The researchers who conducted this important and long-overdue trial evaluating the effectiveness of coronary DCBs in the United States should be congratulated. This study raises several important questions that merit further consideration. First, this study was primarily conducted to obtain Food and Drug Administration approval for the DCB, and while its design directly tests the effectiveness of the drug coating, the use of uncoated balloons as a control It does not represent the current standard of care for treating in-stent restenosis. Practice. In fact, a previous study, ISAR-DESIRE 3, which compared uncoated balloons with DCB and drug-eluting stents for the treatment of in-stent restenosis, found that uncoated balloons were the least effective (i.e., had the highest rate of restenosis recurrence). high) was shown.^Ten Nevertheless, a significant number of in-stent restenosis patients in the United States are still treated with uncoated balloons for localized lesions, and the availability of DCBs would be a welcome addition to the arsenal. Second, DCBs are particularly useful in cases of in-stent restenosis where placing an additional metal layer may be problematic, such as bifurcation lesions or in-stent restenosis lesions that already have two or more stent layers. attractive. In the current study by Yeh et al.⁹ More than 40% of treated lesions had multilayer stents, and half had diffuse in-stent restenosis. It is known that there is a high risk of recurrence of in-stent restenosis after conventional treatment. DCB was clearly effective in these patients, with an absolute risk reduction of target lesion failure of 10.7% for every 9 patients with in-stent restenosis treated with drug-coated versus uncoated balloons. suggests that one target lesion failure is prevented. Despite this superior efficacy, the financial implications and availability of DCBs require further consideration, given their high cost compared to widely available drug-eluting stents.
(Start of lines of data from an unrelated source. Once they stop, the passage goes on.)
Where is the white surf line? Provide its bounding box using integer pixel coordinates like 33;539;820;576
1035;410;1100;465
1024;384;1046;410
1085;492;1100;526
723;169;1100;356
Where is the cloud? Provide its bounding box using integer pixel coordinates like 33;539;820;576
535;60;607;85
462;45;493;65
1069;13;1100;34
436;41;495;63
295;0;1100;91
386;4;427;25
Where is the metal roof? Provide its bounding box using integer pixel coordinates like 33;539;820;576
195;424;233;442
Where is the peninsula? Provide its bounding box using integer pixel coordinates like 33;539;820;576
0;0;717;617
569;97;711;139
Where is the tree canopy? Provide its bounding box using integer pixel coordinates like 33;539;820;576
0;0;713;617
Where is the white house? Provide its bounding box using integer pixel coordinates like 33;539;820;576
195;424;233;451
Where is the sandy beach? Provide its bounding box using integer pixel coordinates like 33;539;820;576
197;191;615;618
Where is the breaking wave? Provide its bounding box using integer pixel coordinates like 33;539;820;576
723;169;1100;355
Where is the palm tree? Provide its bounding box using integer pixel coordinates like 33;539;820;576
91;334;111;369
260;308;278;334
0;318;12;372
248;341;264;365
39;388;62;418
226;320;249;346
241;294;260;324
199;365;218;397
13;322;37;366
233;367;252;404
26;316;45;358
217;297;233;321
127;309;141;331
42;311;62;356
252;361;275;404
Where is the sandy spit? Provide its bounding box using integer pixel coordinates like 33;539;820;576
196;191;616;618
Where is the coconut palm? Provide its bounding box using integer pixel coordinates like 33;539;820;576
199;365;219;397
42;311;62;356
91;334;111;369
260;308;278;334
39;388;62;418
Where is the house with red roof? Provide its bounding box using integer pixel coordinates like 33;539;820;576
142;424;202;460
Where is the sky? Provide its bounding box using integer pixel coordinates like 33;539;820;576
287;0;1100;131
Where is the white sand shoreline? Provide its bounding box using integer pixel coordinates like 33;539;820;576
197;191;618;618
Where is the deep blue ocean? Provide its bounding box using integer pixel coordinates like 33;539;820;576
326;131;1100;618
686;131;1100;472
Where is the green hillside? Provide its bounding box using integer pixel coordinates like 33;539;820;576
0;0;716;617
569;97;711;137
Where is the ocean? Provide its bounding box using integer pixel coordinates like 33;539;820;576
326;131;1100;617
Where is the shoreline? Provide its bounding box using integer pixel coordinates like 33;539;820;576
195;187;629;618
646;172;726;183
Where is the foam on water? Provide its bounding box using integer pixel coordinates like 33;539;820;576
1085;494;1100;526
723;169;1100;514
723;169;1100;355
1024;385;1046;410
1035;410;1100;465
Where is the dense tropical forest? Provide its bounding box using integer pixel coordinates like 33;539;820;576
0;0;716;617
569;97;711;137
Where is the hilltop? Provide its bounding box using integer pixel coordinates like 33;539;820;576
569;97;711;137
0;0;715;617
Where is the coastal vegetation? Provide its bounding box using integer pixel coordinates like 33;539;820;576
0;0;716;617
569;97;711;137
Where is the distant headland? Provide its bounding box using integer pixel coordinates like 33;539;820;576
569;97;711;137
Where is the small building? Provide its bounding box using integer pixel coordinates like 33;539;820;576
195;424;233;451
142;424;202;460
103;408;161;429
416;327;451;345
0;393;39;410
Sho.

A third point to consider with additional economic implications is that endovascular imaging is used in nearly three-quarters of AGENT IDE patients. This rate of intravascular imaging is 5 to 10 times higher than what is commonly performed in practice in the United States, and the use of intravascular imaging has been shown to improve PCI outcomes, resulting in lower event rates. may have influenced.³ Additional data on the mechanisms of in-stent restenosis, not detailed in this study, are also potentially important, particularly the rate of mechanical causes of stent failure such as underexpansion, where DCB may be less effective. Fourth, more than half of the patients in this trial received intervention for stable angina, and the absolute benefit of PCI compared with optimal medical therapy is questionable. An unfortunate trade-off of intervention strategies is the infrequent but observable adverse PCI outcomes, such as stent thrombosis, myocardial infarction, and cardiac death, even in otherwise stable patients. Fifth, although this trial required dual antiplatelet therapy for a minimum of 1 month after intervention, most patients continued dual antiplatelet therapy for 1 year. There is a lack of consensus and a paucity of data regarding the optimal duration and strategy of antiplatelet therapy for DCB. Recent studies in Europe have shown good results with single antiplatelet therapy after DCB-PCI, which may be highly advantageous for patients at high bleeding risk.¹¹

In summary, AGENT IDE provides strong evidence for regulatory approval of coronary DCBs in the United States and has the potential to provide access to this established technology to a large number of patients. The use of DCB may also be extended to other clinical scenarios such as de novo lesions, bifurcation lesions, small vessels, and patients at high bleeding risk. This study undoubtedly lays a solid foundation for future clinical trials of coronary DCB in the United States, and additional data on its efficacy and safety are eagerly awaited by the intervention community.

Corresponding author: David J. Moliterno, MD, Department of Cardiology, University of Kentucky, 900 S Limestone Ave, 326A Wethington Building, Lexington, KY 40536-0200 (Moliterno@uky.edu).

Published online: March 9, 2024. doi:10.1001/jama.2024.0813

Conflict of interest disclosure: There were no reports.